24 de fev de 2006

:: Vento ::

Procuro desesperadamente por um defeito em você que me convença de que foi melhor lhe ver escapar por entre meus dedos, ainda que eu nunca tenha, de fato, segurado-a em minhas mãos.

Você não tem tornado a tarefa fácil.

Sinto um ciúme terrível de tudo aquilo que não é meu. E quando vejo esse abismo de amizade tornando-se cada vez maior, grito afônico ao me dar conta de que acabamos por ficar em lados diferentes.

Curioso como todo mundo parece sempre saber o que fazer em situações como essa. Abundam conselhos. Mas quem vê de fora as vidas dos conselheiros enxerga nelas tanto mais do que eles próprios que se torna difícil dar crédito às palavras. Além do mais, é fácil dizer “não se apaixone” quando o coração em questão é o de outro ou “não ligue” quando não é o seu telefone que está mudo.

Ando cansado de jogar. Talvez nunca tenha aprendido as regras. Me confunde o despreze para ser valorizado, o não procure para que sinta a falta, o não elogie para não ficar em suas mãos.

Mas regras são regras, aceite-as ou não, aprenda-as ou não.
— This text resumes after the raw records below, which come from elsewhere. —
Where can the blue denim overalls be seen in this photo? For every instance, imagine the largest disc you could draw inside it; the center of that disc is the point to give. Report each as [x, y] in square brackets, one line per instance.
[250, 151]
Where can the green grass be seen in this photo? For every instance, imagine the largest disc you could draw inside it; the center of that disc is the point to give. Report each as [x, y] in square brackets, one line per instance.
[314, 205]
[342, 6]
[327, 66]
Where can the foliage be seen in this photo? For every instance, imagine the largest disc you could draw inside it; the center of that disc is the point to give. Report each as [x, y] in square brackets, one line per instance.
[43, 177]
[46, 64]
Preparo-me para ouvir dos meus conselheiros que não deveria ter escrito nada disto aqui. É outra coisa fácil de se dizer quando as palavras que exigem liberdade estão em outros olhos.
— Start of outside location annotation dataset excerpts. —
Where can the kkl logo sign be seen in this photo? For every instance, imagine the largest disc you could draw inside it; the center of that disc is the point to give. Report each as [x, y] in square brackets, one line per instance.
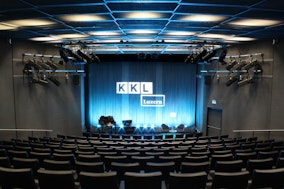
[145, 89]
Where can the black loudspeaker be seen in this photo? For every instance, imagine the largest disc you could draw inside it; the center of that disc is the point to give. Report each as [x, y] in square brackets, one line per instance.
[76, 79]
[208, 79]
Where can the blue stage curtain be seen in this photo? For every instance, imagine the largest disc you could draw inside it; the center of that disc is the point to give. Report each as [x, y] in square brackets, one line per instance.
[177, 81]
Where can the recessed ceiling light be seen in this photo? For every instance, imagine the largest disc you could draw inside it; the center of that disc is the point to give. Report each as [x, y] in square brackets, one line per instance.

Já no meu caso, também elas me escapam pelos dedos.

•••

3 comentários:

Graziele disse...

Oi!

Mandei um email, porque o comentário foi grande!
Beijos.

Jorge disse...

Eh, eu entendo dizzo tb.... entendo e tb naum compreendo, e nesse infinito desgosto de cada dia se vc descobrir como inventar a tal felicidade, estou ouvidos para seus conselhos.......

Serbon disse...

belíssimo texto. passo por situações semelhantes.
vc soube traduzir o momento sem cair na pieguice.